When a user presses back after completing login or onboarding and returns to the splash screen, they reach a pre-auth state while already authenticated — a CWE-862 (Missing Authorization Check) scenario where the auth gate is bypassed by navigating backwards through the stack. Beyond security, splash-screen return is a confusing dead end: users see a loading screen with no active content, often conclude the app has crashed, and close it. At minimum, you lose engagement; in apps with payment or subscription flows, back-navigation to the splash can expose a path to bypass gating.
Medium because post-auth back-navigation to splash screens bypasses auth gating (CWE-862) and presents a UX dead-end that causes user abandonment, though exploitation requires physical device access.

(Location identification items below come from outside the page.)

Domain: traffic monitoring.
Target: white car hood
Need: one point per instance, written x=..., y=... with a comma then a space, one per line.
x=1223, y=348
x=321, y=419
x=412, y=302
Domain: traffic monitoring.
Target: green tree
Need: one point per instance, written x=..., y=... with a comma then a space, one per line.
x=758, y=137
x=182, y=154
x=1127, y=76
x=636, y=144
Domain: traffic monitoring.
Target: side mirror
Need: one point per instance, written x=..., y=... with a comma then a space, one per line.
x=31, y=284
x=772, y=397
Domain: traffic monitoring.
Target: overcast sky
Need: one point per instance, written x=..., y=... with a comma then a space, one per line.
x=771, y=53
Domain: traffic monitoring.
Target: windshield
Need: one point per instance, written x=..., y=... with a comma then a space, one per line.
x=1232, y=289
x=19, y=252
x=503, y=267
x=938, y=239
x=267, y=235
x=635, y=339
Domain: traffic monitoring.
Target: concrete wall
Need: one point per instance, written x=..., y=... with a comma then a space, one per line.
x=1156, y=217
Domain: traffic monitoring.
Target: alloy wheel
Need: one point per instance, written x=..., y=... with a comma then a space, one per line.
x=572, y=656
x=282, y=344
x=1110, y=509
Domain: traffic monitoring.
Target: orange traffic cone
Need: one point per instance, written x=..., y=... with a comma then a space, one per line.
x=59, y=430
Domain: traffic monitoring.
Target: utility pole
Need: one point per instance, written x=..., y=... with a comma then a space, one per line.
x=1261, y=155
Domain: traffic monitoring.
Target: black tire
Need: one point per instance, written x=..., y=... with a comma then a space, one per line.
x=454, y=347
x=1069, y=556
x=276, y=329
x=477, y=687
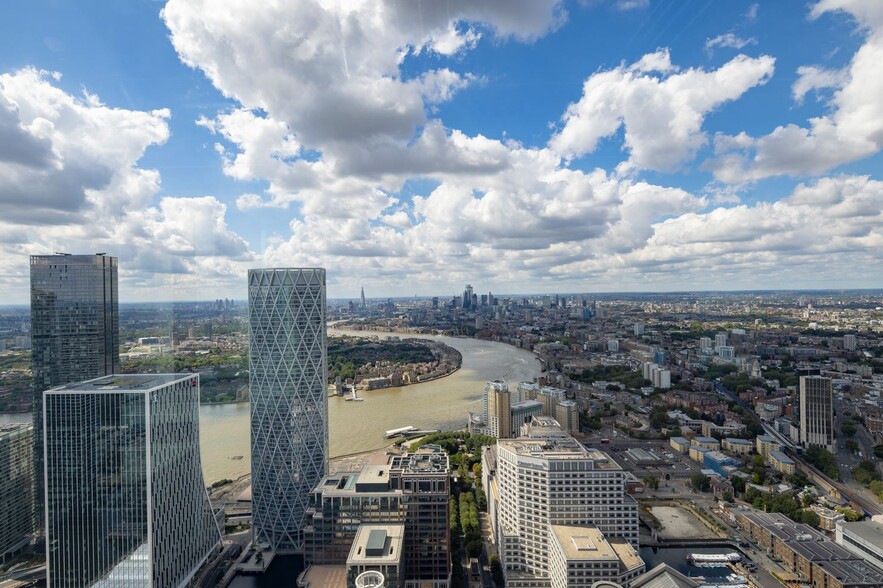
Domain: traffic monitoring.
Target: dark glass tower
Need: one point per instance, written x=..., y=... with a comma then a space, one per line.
x=74, y=331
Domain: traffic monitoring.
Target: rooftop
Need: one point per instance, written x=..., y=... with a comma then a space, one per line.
x=853, y=572
x=737, y=441
x=583, y=543
x=125, y=382
x=781, y=457
x=377, y=545
x=870, y=531
x=18, y=428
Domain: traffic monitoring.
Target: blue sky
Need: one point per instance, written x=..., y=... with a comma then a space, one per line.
x=524, y=145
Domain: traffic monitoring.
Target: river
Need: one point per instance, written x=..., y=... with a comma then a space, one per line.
x=360, y=426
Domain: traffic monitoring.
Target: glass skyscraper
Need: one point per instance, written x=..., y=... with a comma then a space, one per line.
x=74, y=329
x=289, y=403
x=126, y=503
x=16, y=487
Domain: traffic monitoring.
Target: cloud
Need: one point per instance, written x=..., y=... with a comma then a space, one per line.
x=341, y=60
x=70, y=181
x=662, y=114
x=852, y=130
x=58, y=152
x=811, y=77
x=729, y=40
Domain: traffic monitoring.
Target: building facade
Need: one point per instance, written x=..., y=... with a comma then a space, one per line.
x=816, y=412
x=74, y=330
x=411, y=490
x=16, y=487
x=126, y=502
x=289, y=404
x=547, y=478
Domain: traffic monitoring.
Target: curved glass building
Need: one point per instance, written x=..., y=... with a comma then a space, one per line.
x=289, y=403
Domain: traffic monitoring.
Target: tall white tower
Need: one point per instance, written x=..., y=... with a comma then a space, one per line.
x=289, y=403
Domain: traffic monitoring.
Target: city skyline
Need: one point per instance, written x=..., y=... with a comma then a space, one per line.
x=543, y=146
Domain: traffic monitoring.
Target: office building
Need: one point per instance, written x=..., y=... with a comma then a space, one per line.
x=410, y=490
x=864, y=539
x=289, y=403
x=498, y=401
x=816, y=412
x=74, y=330
x=567, y=415
x=546, y=478
x=706, y=346
x=126, y=502
x=581, y=556
x=16, y=487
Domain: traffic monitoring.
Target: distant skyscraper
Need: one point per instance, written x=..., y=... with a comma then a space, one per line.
x=126, y=503
x=16, y=487
x=289, y=403
x=816, y=412
x=74, y=330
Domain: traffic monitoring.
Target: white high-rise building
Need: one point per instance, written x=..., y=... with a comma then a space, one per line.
x=816, y=412
x=289, y=402
x=546, y=478
x=126, y=501
x=706, y=347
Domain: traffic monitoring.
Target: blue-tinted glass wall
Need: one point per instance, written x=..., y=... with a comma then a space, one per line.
x=74, y=330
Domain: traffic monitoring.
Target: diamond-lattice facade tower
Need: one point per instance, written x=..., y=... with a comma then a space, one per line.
x=289, y=402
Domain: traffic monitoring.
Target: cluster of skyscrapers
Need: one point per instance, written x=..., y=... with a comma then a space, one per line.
x=114, y=462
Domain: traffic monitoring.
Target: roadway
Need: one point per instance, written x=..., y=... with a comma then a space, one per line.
x=852, y=493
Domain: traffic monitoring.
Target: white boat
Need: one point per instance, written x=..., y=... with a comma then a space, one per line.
x=713, y=558
x=400, y=431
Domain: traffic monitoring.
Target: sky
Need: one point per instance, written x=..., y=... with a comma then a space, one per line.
x=415, y=146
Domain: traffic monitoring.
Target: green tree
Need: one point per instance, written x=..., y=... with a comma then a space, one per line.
x=497, y=571
x=700, y=482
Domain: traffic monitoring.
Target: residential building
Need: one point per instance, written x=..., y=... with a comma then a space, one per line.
x=817, y=412
x=16, y=487
x=722, y=465
x=781, y=462
x=522, y=412
x=567, y=414
x=126, y=502
x=766, y=444
x=737, y=446
x=863, y=538
x=498, y=409
x=289, y=403
x=705, y=442
x=547, y=478
x=74, y=331
x=679, y=444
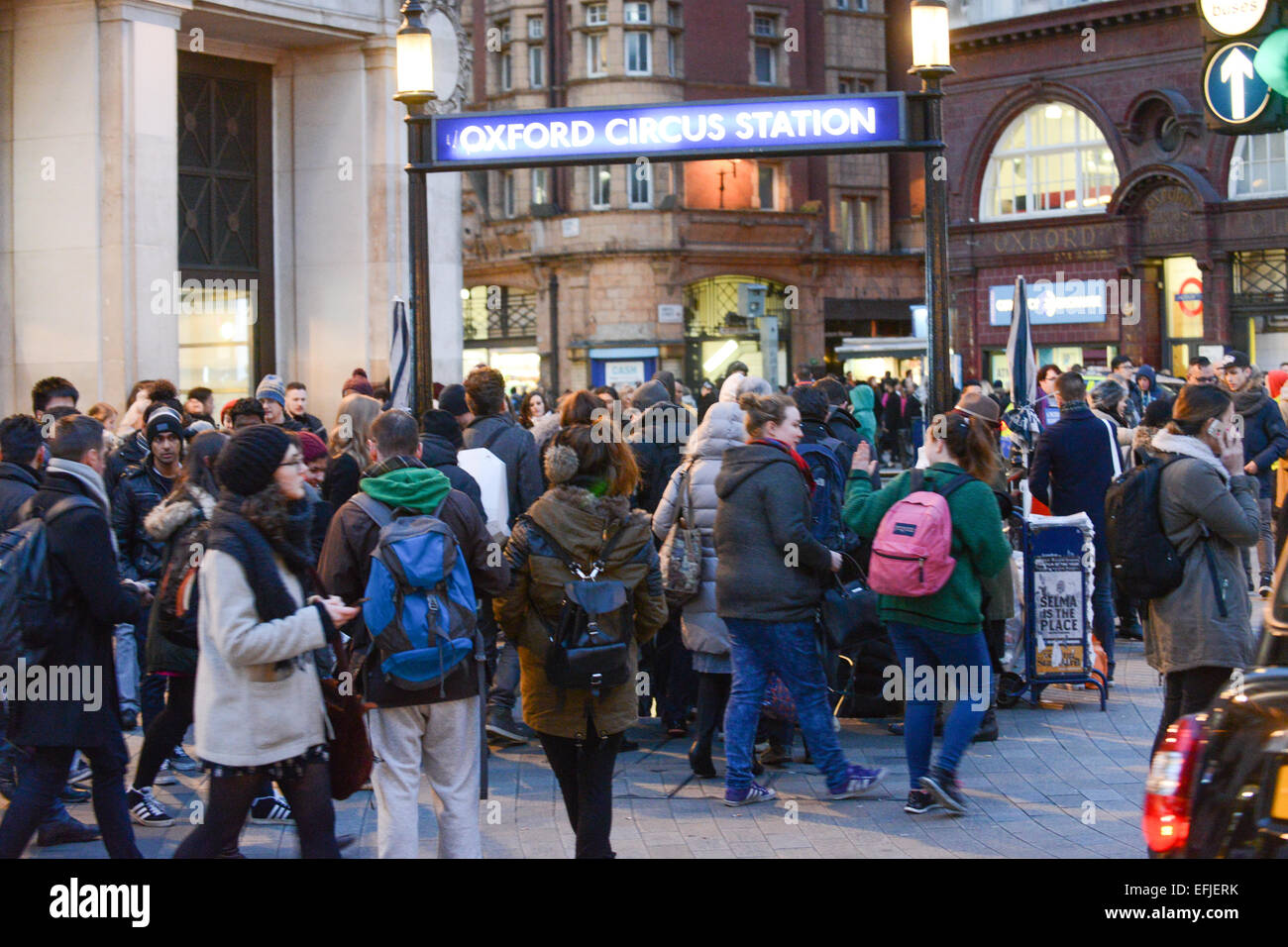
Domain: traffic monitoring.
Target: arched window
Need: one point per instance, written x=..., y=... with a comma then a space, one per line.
x=1050, y=159
x=1260, y=166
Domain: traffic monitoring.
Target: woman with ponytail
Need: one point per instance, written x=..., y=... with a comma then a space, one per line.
x=1202, y=630
x=769, y=581
x=944, y=629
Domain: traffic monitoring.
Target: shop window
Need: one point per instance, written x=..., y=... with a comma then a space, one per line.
x=600, y=185
x=1258, y=166
x=854, y=228
x=507, y=204
x=596, y=54
x=540, y=185
x=642, y=184
x=767, y=185
x=1050, y=159
x=536, y=65
x=639, y=46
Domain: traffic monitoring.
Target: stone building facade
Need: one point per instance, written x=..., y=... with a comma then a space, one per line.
x=579, y=275
x=1078, y=154
x=267, y=131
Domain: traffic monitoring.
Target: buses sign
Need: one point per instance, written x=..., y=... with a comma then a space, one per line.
x=1239, y=99
x=673, y=132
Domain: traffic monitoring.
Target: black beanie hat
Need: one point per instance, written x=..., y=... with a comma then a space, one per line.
x=166, y=420
x=441, y=423
x=452, y=399
x=249, y=459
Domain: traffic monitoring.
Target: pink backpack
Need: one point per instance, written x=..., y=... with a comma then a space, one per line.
x=911, y=551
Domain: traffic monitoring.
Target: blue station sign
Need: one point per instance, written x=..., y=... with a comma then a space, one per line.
x=675, y=132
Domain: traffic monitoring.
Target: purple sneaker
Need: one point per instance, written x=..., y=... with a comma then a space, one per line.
x=752, y=793
x=858, y=781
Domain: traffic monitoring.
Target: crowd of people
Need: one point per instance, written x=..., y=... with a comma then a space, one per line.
x=219, y=566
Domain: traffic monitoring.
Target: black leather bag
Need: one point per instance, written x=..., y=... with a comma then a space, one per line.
x=590, y=643
x=849, y=611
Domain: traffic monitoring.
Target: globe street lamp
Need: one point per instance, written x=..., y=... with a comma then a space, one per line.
x=930, y=62
x=415, y=56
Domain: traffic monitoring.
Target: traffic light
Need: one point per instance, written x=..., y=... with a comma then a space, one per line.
x=1237, y=88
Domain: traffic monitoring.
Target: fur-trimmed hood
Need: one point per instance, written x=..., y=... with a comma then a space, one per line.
x=178, y=510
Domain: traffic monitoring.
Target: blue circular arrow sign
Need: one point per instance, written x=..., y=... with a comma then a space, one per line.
x=1234, y=90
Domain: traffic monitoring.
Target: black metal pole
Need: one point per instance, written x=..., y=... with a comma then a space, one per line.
x=939, y=375
x=417, y=245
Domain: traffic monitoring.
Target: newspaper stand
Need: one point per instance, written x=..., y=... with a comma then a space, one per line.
x=1057, y=647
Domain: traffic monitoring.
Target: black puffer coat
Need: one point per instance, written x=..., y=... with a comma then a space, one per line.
x=138, y=492
x=89, y=602
x=175, y=522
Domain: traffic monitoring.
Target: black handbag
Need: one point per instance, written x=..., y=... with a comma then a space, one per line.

Use conditional navigator groups keyed on auth state rather than manual navigation.reset() calls — this is more reliable and eliminates the entire class of problem. In src/navigation/RootNavigator.tsx:
function RootNavigator() {
const { user } = useAuth() // your auth context
return (
<Stack.Navigator screenOptions={{ headerShown: false }}>
{user ? (
// Authenticated group — back button never reaches unauthenticated screens
<Stack.Group>
<Stack.Screen name="Home" component={HomeScreen} />
<Stack.Screen name="Settings" component={SettingsScreen} />
</Stack.Group>
) : (
// Unauthenticated group — rendered with no animation to avoid flash
<Stack.Group screenOptions={{ animationEnabled: false }}>
<Stack.Screen name="Splash" component={SplashScreen} />
<Stack.Screen name="Login" component={LoginScreen} />
</Stack.Group>
)}
</Stack.Navigator>
)
}
Swapping groups on auth state change resets the stack automatically — no CommonActions.reset() boilerplate needed, and back navigation is structurally impossible between groups.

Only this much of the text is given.